Heterogeneous sensors for teaching spoken French

On October 11, 2003, I sent the following email to Dr. Stephen LaRocca, who at that time was employed by the United States Military Academy as director of the Center for Technology Enhanced Language Learning (CTELL) and Professor of French and Linguistics.

Subject: Nasality/lip-shape detection for CALL

Dr. LaRocca,

I just found your CTELL web site and I found it very interesting. I am a speech recognition researcher, and I am interested in computer-aided language learning (CALL) but I have never worked in it.

The CALL technology I have read about seems based on one-dimensional pronunciation scoring, sometimes enhanced by supplying information about places in the utterance where the score was particularly bad. It would be nice if the software went past this to giving specific feedback (in articulatory or acoustic terms) on how to improve. I wonder if this goal could be brought closer by using additional input devices besides the microphone.

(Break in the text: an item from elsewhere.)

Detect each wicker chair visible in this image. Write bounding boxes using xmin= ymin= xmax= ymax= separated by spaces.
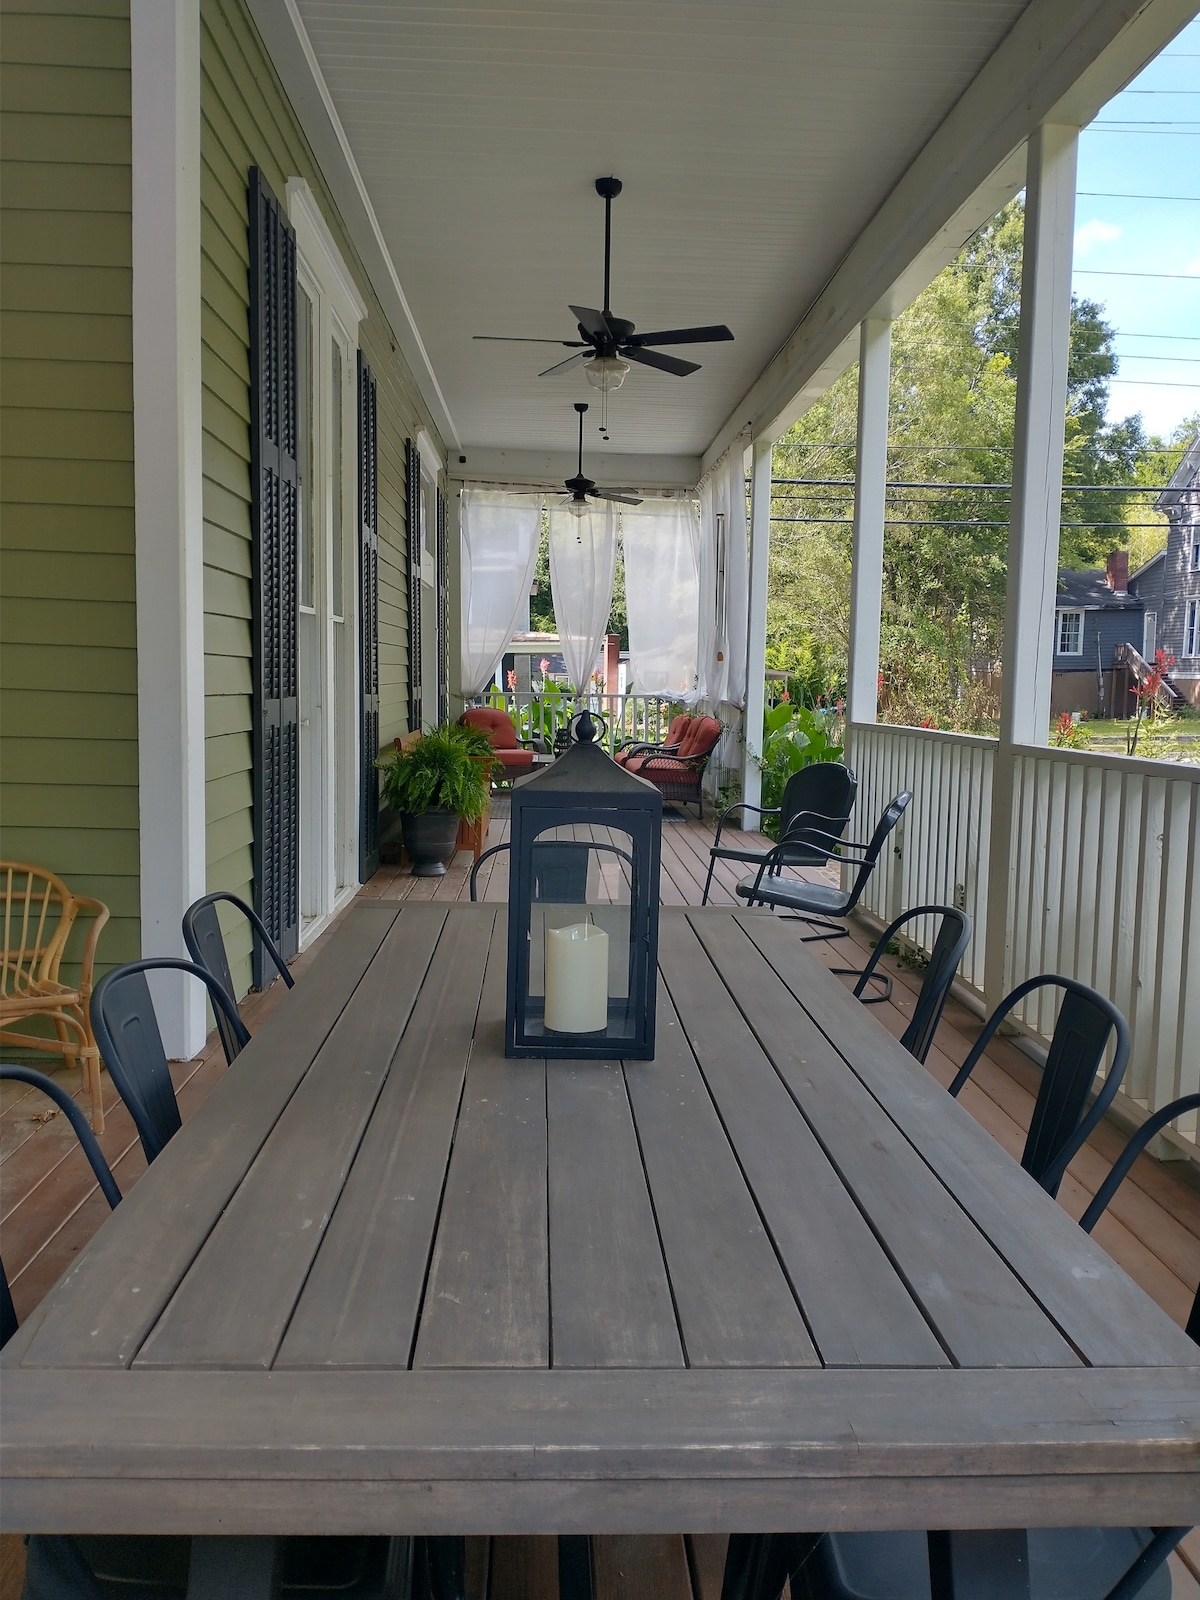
xmin=1 ymin=861 xmax=109 ymax=1130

I am interested in your opinion of the following ideas as an expert on CALL and French instruction. I expect you are busy and will not be offended if there is no reply. What I am wondering is, assuming the technology described below can be made to work reliably, do you think there would there be enough pedagogical benefit to justify its use? (Let's say either kind of extra device costs $50/seat and requires an extra minute spent at the start of each session adjusting the device's position.)

- To determine whether the student is nasalizing: a nose clip which holds under the nostril a pressure sensor (to detect air flow) or a temperature sensor (to detect warm air from nostril)

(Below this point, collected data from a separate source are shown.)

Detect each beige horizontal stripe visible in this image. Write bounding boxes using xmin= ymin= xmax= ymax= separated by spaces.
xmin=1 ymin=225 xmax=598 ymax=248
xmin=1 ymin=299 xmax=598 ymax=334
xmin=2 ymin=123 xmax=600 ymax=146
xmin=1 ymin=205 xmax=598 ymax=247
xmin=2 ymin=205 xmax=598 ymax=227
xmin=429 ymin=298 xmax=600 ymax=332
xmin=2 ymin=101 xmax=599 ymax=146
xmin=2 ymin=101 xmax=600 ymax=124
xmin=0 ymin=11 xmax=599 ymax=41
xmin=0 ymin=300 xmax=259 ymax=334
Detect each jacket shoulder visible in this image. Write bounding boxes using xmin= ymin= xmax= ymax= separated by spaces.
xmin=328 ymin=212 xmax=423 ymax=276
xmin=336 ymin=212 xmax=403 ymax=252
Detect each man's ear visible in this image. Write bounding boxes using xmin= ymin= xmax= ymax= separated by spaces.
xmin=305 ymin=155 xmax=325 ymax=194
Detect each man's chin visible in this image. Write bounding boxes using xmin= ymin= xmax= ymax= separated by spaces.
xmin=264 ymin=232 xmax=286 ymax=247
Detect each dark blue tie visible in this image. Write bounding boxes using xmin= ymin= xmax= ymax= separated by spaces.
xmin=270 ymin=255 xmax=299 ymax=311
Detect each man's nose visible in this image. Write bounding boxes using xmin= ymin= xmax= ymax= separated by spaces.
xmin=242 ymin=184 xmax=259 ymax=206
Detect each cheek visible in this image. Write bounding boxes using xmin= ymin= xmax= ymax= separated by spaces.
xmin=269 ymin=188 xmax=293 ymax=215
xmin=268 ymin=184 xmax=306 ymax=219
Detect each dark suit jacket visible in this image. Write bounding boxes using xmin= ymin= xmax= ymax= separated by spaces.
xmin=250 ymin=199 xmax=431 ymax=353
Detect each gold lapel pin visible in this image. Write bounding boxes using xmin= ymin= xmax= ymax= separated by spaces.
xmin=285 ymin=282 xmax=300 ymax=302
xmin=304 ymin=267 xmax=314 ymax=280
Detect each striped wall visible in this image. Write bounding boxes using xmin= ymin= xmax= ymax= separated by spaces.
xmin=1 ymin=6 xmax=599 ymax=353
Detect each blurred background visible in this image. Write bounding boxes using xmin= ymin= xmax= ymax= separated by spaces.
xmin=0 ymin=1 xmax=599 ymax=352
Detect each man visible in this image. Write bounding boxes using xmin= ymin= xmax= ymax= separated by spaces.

- To determine whether the student is sticking their lips out: video camera(s)

The examples (nasality, lip use) relate to difficulties an English speaker might have with French pronunciation.

The use of a camera to observe lips has the advantage that it observes the lips separately from the other articulators, as opposed to a microphone signal which has the effects of various articulators mixed together. I used the simple example of how far the lips are out because of my ignorance of other aspects of lip usage in French and of how much sophistication computer vision technology can provide.

Thank you, David Gelbart

Dr. LaRocca replied:

Hello David.

Allow me to paraphrase your question in hopes of demonstrating that I understand it. Do I think that additional input devices, including a sensor for nasal airflow and a videocamera aimed at the lips, would benefit those of us who want to automate pronunciation evaluations for learners of languages such as French?

Actually, I have never considered sensors other than microphones for this purpose, though I do understand why you have.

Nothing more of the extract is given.